16 Jan

16 bits COM Oddity

I can’t even pinpoint what a 16 bits COM Oddity really means, but I think the idea is therein, somehow. Previously, I explained how to code a simple a “hello, world” program using the DEBUG tool that was shipped with DOS. Revisiting this obsolete knowledge was unexpectedly fun. We’ll retrieve the hexadecimal version of “hello, world” (well, “hello, world!!”) from that post:

EB 13 0D 0A 68 65 6C 6C 6F 2C 20 77 6F 72 6C 64
21 21 0D 0A 24 B4 09 BA 02 01 CD 21 B4 00 CD 21

That’s all we need for our “hello, world!!” binary. 32 bytes exactly. We can create that file bit by bit but that’d be too excessive, I think. Let’s use the echo command instead. This is the full command I entered in my Windows 10 cmd.exe prompt:

echo|set /p="Ù‼♪◙hello, world!!♪◙$┤○║☻☺═!1└═!">hello.com

After that you’ll get a 16-bit COM, hello.com, that will display the “hello, world!!” message. Funny 🙂

What are those weird characters?

First a little explanation. We want our hello.com file to be, byte after byte, an exact representation of the hexadecimal sequence above presented. We’ll use cmd.exe commands to dump characters into the file and, if we choose our characters carefully in order to match the target hexadecimal values, we’ll end up with the exact representation we’re looking for. For instance, the first 2 bytes block, EB 13, is the “jmp 115” instruction. Then comes the newline (0D 0A), and so on. If we convert our hexadecimal to decimal, we get:

235 19 13 10 104 101 108 108 111 44 32 119 111 114 108 100 
 33 33 13 10  36 180   9 186   2  1 205 33 180   0 205  33

The first byte in hello.com must be EB, or 235 in decimal. In order to dump our characters from the command line, we’ll convert that decimal value to a character. I’m trying this on a Windows 10 (64-bits) machine, with cmd.exe using Code page 850 Multilingual Latin 1. In such code page, character 235 is Ù. And 19 is ‼. And, luckily, 13 is ♪ and 10 is ◙. Those two characters are especially important because they represent the carriage return and the line feed, respectively, and some shells won’t convert them to characters. However, happily, cmd.exe with my default code page will handle them as we need. To input those characters you can type the usual ALT + decimal value.

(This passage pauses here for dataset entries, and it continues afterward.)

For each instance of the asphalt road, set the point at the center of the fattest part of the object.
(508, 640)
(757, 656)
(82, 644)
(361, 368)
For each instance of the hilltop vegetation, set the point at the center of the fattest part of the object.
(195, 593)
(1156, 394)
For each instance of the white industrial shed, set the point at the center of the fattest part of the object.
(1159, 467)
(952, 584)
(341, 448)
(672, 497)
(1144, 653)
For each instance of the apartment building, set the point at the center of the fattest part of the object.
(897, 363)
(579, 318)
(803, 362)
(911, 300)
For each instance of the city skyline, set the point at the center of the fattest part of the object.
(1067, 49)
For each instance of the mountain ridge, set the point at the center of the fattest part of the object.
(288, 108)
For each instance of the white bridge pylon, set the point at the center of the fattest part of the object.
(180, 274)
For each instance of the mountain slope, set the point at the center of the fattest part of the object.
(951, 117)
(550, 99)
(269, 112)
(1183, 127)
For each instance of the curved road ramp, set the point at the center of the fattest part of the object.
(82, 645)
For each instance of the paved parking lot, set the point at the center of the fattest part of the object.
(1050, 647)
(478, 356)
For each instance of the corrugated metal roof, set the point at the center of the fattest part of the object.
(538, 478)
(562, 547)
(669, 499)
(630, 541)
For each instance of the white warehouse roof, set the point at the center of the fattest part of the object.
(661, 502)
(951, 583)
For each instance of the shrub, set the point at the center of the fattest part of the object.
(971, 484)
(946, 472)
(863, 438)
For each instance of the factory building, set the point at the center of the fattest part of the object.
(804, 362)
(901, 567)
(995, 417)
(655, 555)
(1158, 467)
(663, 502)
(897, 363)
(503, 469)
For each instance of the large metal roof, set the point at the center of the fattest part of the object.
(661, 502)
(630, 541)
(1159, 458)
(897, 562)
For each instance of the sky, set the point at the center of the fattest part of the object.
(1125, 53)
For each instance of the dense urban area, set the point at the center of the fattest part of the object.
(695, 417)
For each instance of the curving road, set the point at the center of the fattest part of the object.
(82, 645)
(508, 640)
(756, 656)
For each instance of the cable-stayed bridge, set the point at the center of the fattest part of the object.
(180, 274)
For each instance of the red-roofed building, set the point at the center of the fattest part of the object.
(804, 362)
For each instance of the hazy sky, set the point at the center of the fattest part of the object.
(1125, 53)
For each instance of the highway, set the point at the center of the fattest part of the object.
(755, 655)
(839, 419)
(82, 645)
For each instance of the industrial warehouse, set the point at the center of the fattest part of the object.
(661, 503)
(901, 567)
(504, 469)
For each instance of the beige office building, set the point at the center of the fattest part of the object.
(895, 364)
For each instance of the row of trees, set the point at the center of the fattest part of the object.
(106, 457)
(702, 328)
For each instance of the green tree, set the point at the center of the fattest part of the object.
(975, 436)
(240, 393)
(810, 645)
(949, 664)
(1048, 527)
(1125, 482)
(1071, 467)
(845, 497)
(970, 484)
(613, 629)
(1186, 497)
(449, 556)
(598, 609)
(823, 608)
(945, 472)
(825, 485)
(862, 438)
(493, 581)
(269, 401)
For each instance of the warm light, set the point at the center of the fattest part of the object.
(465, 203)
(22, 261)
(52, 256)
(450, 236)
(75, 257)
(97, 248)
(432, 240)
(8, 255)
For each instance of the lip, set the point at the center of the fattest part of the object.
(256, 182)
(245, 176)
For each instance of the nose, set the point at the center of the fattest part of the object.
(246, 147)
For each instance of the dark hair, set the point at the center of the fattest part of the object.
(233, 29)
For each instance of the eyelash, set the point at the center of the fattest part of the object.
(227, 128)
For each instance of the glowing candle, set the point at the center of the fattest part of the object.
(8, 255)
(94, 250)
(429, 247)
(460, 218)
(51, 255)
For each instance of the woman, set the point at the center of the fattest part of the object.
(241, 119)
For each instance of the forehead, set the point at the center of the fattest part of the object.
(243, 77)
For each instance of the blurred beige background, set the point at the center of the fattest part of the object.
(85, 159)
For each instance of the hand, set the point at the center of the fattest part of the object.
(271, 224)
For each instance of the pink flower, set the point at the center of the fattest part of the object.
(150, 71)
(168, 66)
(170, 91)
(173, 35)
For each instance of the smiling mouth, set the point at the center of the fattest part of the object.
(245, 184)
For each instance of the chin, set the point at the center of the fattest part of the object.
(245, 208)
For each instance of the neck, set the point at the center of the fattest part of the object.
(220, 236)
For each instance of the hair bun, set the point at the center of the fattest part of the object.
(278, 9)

There are a few important things to notice:

  1. The echo command appends a newline automatically. We don’t want that. We want hello.com to comprise 32 bytes exactly. That’s why we’re using set /p=text, which is essentially a hacking. set /p will read the value for an environment variable from the command line, i.e., it will prompt for user input, displaying to the user the provided text without adding a newline. And then it sits waiting for that input. We’ll use a pipe from an empty echo to just provide that “input” set /p is waiting, effectively returning the text we want, without a newline. That text will be redirected to hello.com. I found that set/p hack here.
  2. Notice that set /p is only available on Windows cmd.exe. For DOS I think you could try this uber-hacky thing: echo Ù‼>hello.com&echo hello, world!!>>hello.com&echo $┤○║☻☺═!1└═!>>hello.com. This line to create the hello.com file comprises 3 invocations of echo. The first one creates the file, and the others append characters. I split them to precisely illustrate the fact that echo appends newline characters, and thereby we can omit characters ♪◙ in our input. We got lucky, though, as & is not a character of our program, and so we’re able to run multiple commands in a single line. With code page 850, & is decimal 38. No 38 in our program, phew! Obviously, the final echo will add a newline, yielding a hello.com with 34 bytes, but it should run anyway.
  3. If you’re really following you should have noticed that we have a 0 (zero) in our sequence of bytes. We cannot represent that zero in our list of characters. Well, let’s apply a tiny hack. That zero belongs to the 2 bytes block 180 0, which represents the instruction mov ah, 0. Remember from our previous post that such instruction is required to invoke INT 21h in order to gracefully terminate our program. Let’s replace that by xor ax, ax. The 2 byte block for that is 31 C0, or in decimal: 49 192. That’s why we have 1└═!” at the end of our string.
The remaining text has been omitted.